One of the many beauties of the cinema is its storytelling flexibility.  The screen not only takes its stories from the imaginations of screenwriters, but it also recycles stories that were first created by playwrights for the theatre, researched by historians, reported by journalists, or most frequently, written by the authors of literature.

Stories created for the page demand a special talent for retelling in film.  And as COMING HOME once again demonstrates, Zhang Yimou is one of the world’s most brilliant conveyers of prose to the screen.  In fact, with one or two exceptions, the stories in this master’s finest films have almost always been adapted from novels:

RED SORGHUM (1987)

RAISE THE RED LANTERN (1991)

THE STORY OF QIU JU (1992)

TO LIVE (1994)

SHANGHAI TRIAD (1995)

KEEP COOL (1997)

THE ROAD HOME (1999)

HAPPY TIMES (2000)

CURSE OF THE GOLDEN FLOWER (2006)

UNDER THE HAWTHORN TREE (2010)

THE FLOWERS OF WAR (2011)

COMING HOME (2014)

The critical problem of adapting novels to the screen is this:  The great power and beauty of the novel is the dramatization of inner conflicts, conscious and subconscious: whereas, the great power and beauty of the cinema is the dramatization of outer conflicts, social and physical.  The expressivity of page and screen are at the opposite ends of human experience.

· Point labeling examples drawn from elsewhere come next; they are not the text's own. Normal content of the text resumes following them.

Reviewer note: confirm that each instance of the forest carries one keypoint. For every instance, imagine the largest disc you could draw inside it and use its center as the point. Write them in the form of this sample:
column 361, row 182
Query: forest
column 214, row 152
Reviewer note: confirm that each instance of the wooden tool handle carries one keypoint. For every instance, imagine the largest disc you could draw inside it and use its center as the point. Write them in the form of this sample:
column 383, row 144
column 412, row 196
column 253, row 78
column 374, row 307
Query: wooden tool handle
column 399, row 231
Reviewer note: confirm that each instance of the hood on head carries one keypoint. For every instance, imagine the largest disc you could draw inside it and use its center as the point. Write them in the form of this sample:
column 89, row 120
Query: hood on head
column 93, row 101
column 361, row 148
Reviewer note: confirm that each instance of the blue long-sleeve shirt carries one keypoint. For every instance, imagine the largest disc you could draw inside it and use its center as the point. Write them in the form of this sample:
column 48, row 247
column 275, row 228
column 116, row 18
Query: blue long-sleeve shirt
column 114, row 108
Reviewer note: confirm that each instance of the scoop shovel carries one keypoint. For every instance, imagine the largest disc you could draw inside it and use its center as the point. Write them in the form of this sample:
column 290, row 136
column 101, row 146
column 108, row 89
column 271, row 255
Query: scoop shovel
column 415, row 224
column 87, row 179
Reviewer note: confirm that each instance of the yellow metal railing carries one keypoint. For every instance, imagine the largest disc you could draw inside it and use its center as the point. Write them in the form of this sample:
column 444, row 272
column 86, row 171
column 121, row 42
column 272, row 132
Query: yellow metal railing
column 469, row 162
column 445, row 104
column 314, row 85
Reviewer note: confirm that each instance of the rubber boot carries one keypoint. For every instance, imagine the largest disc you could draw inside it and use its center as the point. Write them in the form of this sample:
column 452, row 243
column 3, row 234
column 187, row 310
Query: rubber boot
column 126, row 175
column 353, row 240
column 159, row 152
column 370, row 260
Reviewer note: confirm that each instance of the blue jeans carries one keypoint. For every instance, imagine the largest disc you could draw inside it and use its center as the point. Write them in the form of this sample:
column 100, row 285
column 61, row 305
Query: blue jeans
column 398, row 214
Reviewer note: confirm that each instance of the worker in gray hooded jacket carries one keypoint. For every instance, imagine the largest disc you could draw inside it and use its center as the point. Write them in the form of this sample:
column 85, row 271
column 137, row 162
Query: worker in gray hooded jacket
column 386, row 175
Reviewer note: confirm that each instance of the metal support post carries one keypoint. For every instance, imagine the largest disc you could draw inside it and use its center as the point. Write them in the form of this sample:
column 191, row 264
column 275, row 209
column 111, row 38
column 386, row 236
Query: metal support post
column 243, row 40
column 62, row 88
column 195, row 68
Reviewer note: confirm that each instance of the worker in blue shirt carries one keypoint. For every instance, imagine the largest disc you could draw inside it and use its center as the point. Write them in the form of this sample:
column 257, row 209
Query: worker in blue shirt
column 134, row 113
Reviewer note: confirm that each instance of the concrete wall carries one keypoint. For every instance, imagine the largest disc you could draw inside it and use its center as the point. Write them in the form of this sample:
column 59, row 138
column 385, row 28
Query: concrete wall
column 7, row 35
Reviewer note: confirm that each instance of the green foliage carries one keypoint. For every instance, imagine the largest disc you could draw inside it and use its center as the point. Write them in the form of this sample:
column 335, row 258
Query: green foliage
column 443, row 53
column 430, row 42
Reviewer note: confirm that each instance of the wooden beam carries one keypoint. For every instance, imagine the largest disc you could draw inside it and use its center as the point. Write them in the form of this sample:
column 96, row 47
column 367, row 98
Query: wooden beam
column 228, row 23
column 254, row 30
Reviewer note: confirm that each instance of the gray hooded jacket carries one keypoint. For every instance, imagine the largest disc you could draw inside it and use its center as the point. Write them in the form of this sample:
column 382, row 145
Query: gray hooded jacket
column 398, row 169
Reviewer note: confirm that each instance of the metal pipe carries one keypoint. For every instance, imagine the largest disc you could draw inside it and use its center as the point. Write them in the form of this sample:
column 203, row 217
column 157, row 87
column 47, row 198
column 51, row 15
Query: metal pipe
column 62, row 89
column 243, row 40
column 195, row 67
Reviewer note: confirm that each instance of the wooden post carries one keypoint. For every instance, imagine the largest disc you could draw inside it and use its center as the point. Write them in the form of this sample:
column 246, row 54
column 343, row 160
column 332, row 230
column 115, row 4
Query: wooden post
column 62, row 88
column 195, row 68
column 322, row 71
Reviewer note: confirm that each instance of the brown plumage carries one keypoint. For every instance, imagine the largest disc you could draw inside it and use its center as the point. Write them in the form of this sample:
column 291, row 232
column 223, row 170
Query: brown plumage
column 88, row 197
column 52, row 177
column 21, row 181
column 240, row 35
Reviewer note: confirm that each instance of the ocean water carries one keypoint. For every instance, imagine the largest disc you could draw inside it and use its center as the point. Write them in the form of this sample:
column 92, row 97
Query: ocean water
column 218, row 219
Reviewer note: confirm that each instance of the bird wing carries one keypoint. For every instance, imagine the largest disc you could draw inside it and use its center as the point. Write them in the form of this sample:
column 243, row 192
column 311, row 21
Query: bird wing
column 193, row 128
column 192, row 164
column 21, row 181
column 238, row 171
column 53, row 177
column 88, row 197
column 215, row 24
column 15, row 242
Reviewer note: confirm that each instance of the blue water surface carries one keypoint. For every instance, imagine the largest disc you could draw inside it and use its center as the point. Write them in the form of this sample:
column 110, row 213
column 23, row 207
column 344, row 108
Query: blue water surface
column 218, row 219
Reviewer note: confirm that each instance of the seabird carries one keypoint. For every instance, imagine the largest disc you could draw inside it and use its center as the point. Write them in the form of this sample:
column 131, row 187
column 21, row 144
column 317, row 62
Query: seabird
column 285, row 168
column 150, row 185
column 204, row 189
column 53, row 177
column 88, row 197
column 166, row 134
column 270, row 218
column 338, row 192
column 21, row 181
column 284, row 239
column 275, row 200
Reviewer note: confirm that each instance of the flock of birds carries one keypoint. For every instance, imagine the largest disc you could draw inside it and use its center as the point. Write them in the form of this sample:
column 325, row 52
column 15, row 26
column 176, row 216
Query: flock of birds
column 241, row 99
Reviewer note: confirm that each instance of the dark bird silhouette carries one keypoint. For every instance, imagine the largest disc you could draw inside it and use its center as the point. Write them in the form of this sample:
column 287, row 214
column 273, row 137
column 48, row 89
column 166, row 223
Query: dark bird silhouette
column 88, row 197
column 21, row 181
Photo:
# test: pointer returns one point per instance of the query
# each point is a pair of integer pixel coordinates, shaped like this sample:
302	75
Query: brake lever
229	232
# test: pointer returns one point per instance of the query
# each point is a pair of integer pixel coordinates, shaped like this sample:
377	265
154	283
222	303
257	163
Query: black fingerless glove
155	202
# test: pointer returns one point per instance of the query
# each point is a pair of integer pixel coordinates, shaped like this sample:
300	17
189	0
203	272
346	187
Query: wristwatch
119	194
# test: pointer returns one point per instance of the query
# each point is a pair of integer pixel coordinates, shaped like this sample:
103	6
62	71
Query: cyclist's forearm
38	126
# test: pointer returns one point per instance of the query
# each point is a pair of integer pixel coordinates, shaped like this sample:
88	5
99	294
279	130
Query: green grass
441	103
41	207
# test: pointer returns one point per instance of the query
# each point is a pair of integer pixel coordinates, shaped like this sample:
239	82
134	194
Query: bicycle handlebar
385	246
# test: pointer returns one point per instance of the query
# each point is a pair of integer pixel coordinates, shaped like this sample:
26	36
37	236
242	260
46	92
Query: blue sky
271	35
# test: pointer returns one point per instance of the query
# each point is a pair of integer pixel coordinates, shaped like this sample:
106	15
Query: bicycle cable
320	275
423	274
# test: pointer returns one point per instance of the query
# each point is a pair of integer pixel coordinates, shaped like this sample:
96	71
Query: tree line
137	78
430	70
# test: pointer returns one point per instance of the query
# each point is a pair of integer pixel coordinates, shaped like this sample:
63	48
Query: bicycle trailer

On page, in either first, second, or third person, a novelist can directly invade a character and use literary language to describe and imitate the profound flow of thoughts and emotions in the depths of the mind and soul.  But the camera cannot photograph thought; the unseen life within a human being can only be implied from images of gestures, facial expressions, and tones of voice, augmented and nuanced by images within the setting, their lighting and colors.

In other words, literary adaptations demand superb acting to bring subtext to life within the character, and then superb directing to house these performances within expressive frames.

In COMING HOME, Zhang Yimou placed the characters played by Gong Li and Chen Daoming in delicate, quiet compositions of naturalistic rooms, hallways and streets.  Then he wrapped their faces in subtle, sensitive light.

Trusting to Zhang’s vision, these two magnificent actors brought their characters’ complex psychologies and inner turmoil to life.

This combination of implied inner action and expressive imagery gave the COMING HOME film audience what Geling Yan’s novel, The Criminal Lu Yanshi, gave its readers: the power to see with seemingly supernatural vision through the surface behaviors of the characters Lu and Yu to the wordless passions, confusions, and undying love within them.